Over the past decades, various solutions have been offered up to try and solve the vexing issue of expanding Heathrow or finding other alternatives. And when the current UK Foreign Secretary Boris Johnson was Mayor of London, he proposed building a purpose-built new airport in the middle of the Thames estuary similar to Hong Kong’s new island airport. Needless to say, that didn’t fly. As the Member of Parliament for Uxbridge and South Ruislip that is deeply affected by flight paths, noise and air traffic, he is vehemently opposed to any third runway at Heathrow — perhaps almost as he is opposed to the UK remaining in the European Union.

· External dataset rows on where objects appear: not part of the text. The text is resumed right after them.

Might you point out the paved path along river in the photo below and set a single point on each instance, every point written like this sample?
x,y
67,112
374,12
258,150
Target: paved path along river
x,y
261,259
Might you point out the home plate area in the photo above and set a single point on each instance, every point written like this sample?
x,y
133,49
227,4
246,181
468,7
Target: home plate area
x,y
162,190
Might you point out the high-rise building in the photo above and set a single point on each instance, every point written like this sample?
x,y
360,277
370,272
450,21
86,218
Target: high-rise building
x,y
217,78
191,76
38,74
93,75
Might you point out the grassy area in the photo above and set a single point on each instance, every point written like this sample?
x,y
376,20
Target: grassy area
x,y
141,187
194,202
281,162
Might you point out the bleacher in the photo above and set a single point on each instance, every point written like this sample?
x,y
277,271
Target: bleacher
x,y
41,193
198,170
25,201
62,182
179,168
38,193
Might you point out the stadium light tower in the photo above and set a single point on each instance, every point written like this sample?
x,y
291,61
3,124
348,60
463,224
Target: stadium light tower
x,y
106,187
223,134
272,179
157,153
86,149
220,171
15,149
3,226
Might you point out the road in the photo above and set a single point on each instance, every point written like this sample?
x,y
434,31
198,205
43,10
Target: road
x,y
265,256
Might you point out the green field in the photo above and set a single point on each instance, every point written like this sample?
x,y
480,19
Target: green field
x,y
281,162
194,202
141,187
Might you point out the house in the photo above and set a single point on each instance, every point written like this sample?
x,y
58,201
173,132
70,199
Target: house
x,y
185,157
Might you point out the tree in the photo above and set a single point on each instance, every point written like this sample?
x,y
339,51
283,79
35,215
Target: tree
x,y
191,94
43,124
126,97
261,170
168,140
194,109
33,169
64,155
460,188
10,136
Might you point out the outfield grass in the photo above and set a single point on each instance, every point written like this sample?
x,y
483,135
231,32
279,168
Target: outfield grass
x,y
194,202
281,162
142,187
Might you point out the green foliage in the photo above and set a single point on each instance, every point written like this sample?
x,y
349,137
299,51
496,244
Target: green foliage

Plans for a second runway at Gatwick failed, largely in part because the airport on the motorway between London and Brighton is too far out of the city, is awkward to get to and its two terminals are overcrowded. Similarly, Luton is pretty much used for charter or budget airline flights and is regularly voted the UK’s worst airport in consumer surveys, while Stansted is in the middle of nowhere, is served by budget airlines almost exclusively, and has a train link to central London that works. For those who drive there, however, it necessitates weaving a path through the east end — at least an hour and 20 minutes if traffic is good, and it rarely is in London.

Realistically, after five decades of study, reports, investigations, committees, public consultations and input from private and public partnerships, the only realistic way forward for Heathrow is that third runway. Last week, most likely in an attempt to divert the public’s attention from the chronic state of the UK’s railways, rising fares, failed regional franchises, regular strikes and industrial action — combined with a reorganisation of train timetables that has gone disastrously wrong — Transport Secretary Chris Grayling announced that senior ministerial colleagues had agreed to finally go ahead with the third runway, with a parliamentary vote on the issue likely before MPs head off on holidays and parliament goes into recess.

Finally, that expansion appears to be closer than at any time since 1968... but there is turbulence ahead despite the years of false starts and delays.

The last time Heathrow was expanded was in 2008 with the opening of Terminal 5, exclusively for the use of British Airways. And that was a fiasco. For weeks, passengers’ bags went missing, security lines were a nightmare, and chaos reigned.

Still a pie in the sky

If British MPs approve the £14 billion (Dh68.7 billion) proposal, work could get underway by 2021 and the first plane could land on the third runway by 2026 — eight years from now in post-Brexit Britain. The parliamentary vote is by no means a certainty, however. The main opposition Labour party may oppose the expansion, joining with a number of ruling Conservative MPs who are also opposed to the expansion. Even then, any delays to the planning process could delay the start date beyond 2022 — and that’s when a new general election is due in the UK, if the minority Conservatives can hold on that long in the face of the Brexit mess. A new government could indeed stop the process of expansion, putting the whole thing back to where the Brits have been for the past 50 years.

The last time Heathrow came this far to growing was in 2009 when the government gave it the green light. Oh, then there was that little thing of a general election months later — when the new government cancelled the plan and put everything back to square one, and not for the first time. Three years later, under pressure from the business lobby and airlines themselves, that same government set up the Airports Commission — an independent body that was to look at the issue. That took three years to recommend the third runway over Gatwick’s expansion — and deep sixing Johnson’s island fantasy — and now three years later after more study, political talks and consultations, there will be a Commons vote.

When it comes to Heathrow, nothing happens even slowly. That 2008 expansion with the opening of Terminal 5? An inquiry sat for four years to deliberate it, then it took another eight years to become a reality.

The reality on the ground is that flight delays should be expected on that 2026 completion. For now, it’s pie in the sky to think otherwise.